Foto : Antaraaceh.com/Ampelsa |
Sebanyat 35 orang delegasi kedua negara itu melakukan pertemuan dengan Gubernur Aceh Zaini Abdullah dan Wali Nanggroe Aceh Malik Mahmud Al-Haytar di Banda Aceh, Rabu.
Gubernur Zaini Abdullah, mengharapkan perdamaian Aceh bisa menjadi pembelajaran bagi penyelesain konflik secara menyeluruh terutama di kawasan Asean seperti Thailand dan Filipina.
Menurut gubernur, perdamaian untuk mengakhiri konflik bersenjata di Aceh melalui perjanjian di Helsinki 15 Agustus 2005 telah membawa wajah baru situasi di provinsi ujung paling barat Indonesia itu.
"Perdamaian Helsinki membawa wajah baru setelah 32 tahun konflik. Damai Aceh berubah total dan semangat demokrasi sejalan dengan pembangunan di berbagai sektor. Pascaperdamaian atau sejak tahun 2007 pertumbuhan ekonomi Aceh rata-rata 5,7 persen/tahun," kata Zaini Abdullah menyebutkan.
Delegasi Filipina yang ikut dalam pertemuan dengan Gubernur Aceh Zaini Abdullah dan Wali Nanggroe ke-9 Malik Mahmud Al-Haytar yakni unsur pemerintah dan utusan The Moro National Liberation Front (MNLF). Sementara delegasi Thailand juga dari unsur pemerintah serta elemen masyarakat Pattani.
Konflik Aceh berakhir setelah pihak Gerakan Aceh Merdeka (GAM) dan Pemerintah Pusat menandatangani nota kesepahaman damai (MoU) di Helsinki, Finlandia, 15 Agustus 2015 atau setelah bencana tsunami meluluhlantakkan Aceh pada 26 Desember 2004.
Zaini Abdullah yang juga mantan petinggi GAM di luar negeri itu menjelaskan selama konflik, pertumbuhan ekonomi Aceh 0 persen dan investasi tidak ada karena situasi sehari-hari mencekam.
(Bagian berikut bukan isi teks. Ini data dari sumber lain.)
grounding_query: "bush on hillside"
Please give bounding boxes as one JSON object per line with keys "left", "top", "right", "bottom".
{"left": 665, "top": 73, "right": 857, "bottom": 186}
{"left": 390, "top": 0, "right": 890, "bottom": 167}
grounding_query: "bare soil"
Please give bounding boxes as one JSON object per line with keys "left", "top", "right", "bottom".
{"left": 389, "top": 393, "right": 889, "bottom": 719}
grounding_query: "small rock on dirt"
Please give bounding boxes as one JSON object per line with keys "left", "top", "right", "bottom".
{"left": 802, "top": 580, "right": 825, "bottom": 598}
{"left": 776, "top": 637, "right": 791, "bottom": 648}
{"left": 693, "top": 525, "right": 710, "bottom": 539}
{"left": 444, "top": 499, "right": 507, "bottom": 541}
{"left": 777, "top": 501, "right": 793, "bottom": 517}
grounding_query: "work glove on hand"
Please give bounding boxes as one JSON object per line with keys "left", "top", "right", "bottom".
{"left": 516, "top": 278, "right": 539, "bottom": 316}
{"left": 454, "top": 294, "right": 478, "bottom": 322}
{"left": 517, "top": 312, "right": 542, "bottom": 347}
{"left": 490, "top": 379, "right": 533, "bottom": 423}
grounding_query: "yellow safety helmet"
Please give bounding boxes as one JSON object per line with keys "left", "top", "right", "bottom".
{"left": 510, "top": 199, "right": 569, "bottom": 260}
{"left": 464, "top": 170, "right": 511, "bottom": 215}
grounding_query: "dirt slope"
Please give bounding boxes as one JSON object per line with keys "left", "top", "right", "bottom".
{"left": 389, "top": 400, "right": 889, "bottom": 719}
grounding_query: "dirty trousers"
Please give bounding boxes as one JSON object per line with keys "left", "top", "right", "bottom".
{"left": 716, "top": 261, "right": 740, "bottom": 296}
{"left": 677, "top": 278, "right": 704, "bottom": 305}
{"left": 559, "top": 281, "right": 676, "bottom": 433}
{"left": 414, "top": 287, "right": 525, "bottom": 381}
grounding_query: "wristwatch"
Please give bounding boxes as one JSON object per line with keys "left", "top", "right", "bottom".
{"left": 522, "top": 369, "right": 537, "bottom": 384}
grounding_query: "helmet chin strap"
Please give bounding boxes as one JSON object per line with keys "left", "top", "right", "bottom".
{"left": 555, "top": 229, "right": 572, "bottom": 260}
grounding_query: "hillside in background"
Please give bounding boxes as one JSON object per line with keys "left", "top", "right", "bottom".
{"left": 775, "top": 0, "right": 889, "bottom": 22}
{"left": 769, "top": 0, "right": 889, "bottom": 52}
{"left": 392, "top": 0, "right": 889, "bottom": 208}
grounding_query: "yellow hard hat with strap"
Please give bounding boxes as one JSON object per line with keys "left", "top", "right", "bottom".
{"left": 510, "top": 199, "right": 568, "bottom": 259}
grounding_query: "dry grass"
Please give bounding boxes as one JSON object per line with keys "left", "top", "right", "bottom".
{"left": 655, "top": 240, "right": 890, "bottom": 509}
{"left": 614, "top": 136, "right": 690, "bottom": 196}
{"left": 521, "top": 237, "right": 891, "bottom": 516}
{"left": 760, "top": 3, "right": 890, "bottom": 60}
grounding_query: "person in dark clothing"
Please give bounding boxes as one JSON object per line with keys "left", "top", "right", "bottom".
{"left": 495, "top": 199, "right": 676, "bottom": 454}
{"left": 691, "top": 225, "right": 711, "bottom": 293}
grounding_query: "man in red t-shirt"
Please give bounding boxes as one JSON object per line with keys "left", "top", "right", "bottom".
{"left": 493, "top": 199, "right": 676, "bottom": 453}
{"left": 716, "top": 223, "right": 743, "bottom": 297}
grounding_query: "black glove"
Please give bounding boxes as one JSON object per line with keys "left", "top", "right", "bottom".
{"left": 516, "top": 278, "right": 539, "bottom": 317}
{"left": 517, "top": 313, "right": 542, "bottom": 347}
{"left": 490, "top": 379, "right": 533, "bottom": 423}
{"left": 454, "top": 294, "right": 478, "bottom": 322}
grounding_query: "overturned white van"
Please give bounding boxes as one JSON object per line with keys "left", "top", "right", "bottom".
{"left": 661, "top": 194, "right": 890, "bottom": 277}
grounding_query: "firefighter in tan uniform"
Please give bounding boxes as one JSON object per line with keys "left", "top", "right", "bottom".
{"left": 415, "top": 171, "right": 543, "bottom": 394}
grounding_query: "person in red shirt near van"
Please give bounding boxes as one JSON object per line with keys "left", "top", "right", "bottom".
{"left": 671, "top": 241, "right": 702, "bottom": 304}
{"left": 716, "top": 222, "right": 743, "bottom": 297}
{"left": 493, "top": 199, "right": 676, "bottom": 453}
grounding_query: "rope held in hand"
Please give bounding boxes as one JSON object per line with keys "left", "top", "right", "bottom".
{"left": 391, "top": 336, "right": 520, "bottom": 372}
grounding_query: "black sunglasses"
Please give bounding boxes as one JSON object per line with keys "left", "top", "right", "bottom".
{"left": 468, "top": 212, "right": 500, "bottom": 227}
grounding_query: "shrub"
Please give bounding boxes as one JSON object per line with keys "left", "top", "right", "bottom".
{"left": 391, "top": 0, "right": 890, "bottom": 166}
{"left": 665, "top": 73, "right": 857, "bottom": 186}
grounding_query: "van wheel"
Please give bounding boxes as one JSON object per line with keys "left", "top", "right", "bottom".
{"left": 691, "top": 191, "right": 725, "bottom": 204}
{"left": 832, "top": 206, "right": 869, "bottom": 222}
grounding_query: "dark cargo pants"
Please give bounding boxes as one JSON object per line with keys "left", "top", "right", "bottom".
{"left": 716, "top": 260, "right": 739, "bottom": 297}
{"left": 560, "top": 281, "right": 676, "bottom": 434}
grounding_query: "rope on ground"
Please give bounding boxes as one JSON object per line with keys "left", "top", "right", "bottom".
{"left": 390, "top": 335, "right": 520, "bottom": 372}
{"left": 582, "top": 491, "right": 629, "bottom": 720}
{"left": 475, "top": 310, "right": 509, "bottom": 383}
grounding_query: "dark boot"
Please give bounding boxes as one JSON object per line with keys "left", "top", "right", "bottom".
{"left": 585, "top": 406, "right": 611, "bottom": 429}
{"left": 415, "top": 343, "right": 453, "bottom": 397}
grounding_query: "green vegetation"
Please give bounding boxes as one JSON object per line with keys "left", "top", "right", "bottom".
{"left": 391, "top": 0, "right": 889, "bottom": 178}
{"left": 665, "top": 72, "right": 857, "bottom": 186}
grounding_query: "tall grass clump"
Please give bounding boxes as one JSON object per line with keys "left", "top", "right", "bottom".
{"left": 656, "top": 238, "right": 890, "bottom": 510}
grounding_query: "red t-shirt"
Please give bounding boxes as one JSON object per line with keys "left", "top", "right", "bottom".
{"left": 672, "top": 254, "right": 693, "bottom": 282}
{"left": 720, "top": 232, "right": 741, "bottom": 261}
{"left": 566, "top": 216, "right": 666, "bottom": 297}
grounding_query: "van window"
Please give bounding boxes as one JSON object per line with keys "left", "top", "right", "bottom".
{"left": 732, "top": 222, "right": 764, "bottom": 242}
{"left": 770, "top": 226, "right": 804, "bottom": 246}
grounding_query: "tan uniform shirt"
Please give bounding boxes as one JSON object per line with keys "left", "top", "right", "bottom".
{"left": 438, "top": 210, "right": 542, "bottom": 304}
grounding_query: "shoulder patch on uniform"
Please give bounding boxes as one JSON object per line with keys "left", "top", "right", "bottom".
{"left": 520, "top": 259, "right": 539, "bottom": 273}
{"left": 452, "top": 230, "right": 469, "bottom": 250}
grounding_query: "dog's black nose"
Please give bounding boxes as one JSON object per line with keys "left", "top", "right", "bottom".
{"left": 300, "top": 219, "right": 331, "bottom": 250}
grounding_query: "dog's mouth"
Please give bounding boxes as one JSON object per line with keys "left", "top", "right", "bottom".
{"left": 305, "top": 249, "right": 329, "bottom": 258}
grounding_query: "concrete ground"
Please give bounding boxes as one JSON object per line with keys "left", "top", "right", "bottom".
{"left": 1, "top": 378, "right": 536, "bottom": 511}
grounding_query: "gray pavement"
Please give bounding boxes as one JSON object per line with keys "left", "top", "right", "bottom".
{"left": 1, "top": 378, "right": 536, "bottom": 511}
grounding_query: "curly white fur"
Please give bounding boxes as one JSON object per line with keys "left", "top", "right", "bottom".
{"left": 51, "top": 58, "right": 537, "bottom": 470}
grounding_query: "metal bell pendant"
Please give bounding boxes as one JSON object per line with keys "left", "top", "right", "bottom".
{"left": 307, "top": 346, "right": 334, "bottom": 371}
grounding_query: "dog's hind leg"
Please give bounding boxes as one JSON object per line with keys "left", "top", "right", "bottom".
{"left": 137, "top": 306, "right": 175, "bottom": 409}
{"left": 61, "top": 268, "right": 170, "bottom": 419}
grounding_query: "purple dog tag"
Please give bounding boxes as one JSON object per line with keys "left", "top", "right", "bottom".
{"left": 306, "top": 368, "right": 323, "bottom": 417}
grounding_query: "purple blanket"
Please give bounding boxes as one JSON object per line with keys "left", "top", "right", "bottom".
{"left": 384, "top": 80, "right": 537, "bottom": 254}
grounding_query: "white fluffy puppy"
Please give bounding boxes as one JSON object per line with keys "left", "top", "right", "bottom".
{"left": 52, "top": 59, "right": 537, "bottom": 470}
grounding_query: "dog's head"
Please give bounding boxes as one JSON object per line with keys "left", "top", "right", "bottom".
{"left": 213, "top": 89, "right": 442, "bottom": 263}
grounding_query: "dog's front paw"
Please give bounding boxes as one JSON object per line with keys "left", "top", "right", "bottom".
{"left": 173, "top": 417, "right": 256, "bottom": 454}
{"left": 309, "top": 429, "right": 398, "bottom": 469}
"Namun situasi Aceh hari ini lebih baik, aman dan damai serta terus membangun. Kalau saat ini ada demontrasi itu biasa terjadi, tidak hanya di Aceh tapi juga di daerah lain di Indonesia ini. Demonstrasi itu juga sebagai tolok ukur kebebasan dalam mengeluarkan pendapat," kata Gubernur Zaini Abdullah. (Azhari)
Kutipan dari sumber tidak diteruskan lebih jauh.